Le porte-parole de l'opposition officielle en matière de sécurité publique voulait ainsi forcer la démission du commissaire pour qu'il se soumette à une nomination par les deux tiers des membres de l'Assemblée nationale, ce que réclament le PQ et la CAQ depuis des mois.

« C'est le rôle du législateur, et moi je ne fais pas de politique », a répondu le commissaire Lafrenière.

À la sortie des travaux, le ministre de la Sécurité publique explique que le projet de loi actuel répond à l'une des recommandations de la commission Charbonneau voulant que le commissaire soit nommé après que les candidatures ont été analysées par un comité indépendant qui soumettra trois candidatures au Conseil des ministres.

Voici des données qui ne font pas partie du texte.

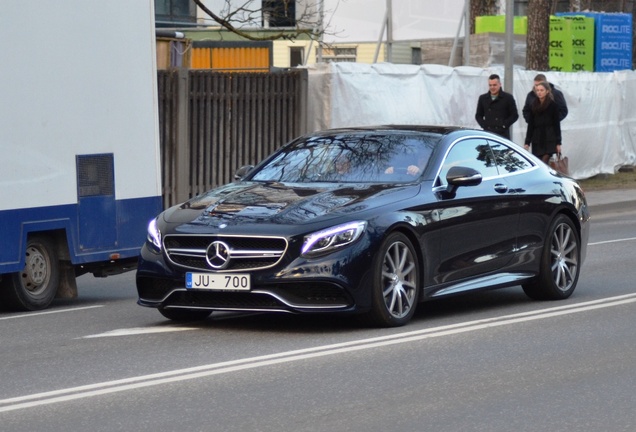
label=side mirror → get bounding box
[446,167,482,189]
[234,165,254,180]
[443,166,483,198]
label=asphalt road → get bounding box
[0,197,636,432]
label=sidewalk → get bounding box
[585,189,636,214]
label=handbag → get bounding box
[550,153,570,175]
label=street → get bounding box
[0,203,636,432]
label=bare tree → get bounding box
[526,0,550,71]
[192,0,328,41]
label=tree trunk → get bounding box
[526,0,550,71]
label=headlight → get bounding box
[302,222,367,255]
[147,218,161,251]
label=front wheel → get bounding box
[367,232,420,327]
[0,236,60,310]
[523,215,581,300]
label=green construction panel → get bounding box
[548,16,573,72]
[564,15,594,72]
[475,15,528,35]
[475,15,506,33]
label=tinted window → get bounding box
[249,133,439,183]
[490,141,533,174]
[440,138,499,183]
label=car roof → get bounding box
[314,125,471,135]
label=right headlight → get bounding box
[147,218,161,252]
[301,221,367,256]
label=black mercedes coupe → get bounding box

Il accuse l'opposition de faire de la pure politique sur cette question. « L'opposition aimerait le faire sauter si les enquêtes ne vont pas à la vitesse de ses propres enjeux politiques. Nous, ce qu'on veut, c'est l'intégrité dans les enquêtes policières », soutient le ministre Coiteux.

Ce que je viens d'entendre est scandaleux. Le commissaire à l'UPAC est nommé par les libéraux et l'UPAC enquête sur les libéraux. C'est ça l'enjeu.

Pascal Bérubé, porte-parole de l'opposition officielle en matière de sécurité publique

Par ailleurs, le commissaire Lafrenière a confirmé que l'enquête Mâchurer qui vise l'ex-premier ministre Jean Charest et l'ex-argentier du Parti libéral se poursuit.

Questionné par les partis d'opposition, M. Lafrenière a refusé de donner les détails sur l'avancement de l'enquête en disant toutefois qu'il comptait « remettre au Directeur des poursuites criminelles et pénales (DPCP) une enquête complète, ficelée et totale. »

Statut de corps policier

Robert Lafrenière est venu expliquer aux parlementaires de l'UPAC d'obtenir sensiblement le même statut que les autres corps policiers du Québec afin de mener à bien ses enquêtes.

Lorsque nous devons faire affaire avec d'autres corps policiers pour avoir accès à des banques de données, ça fait plus de monde qui sont au courant de nos enquêtes et ça augmente le risque de fuites.

Robert Lafrenière, commissaire de l'UPAC

Milieu policier en accord

La possibilité de voir l'UPAC obtenir plus de pouvoir et un statut semblable à celui d'un service de police ne semble d'ailleurs pas causer de problème dans le milieu.

« On reconnaît l'idée d'un corps policier pour l'UPAC dans un contexte d'un mandat très spécialisé », soutient Helen Dion, présidente de l'Association des directeurs de police du Québec.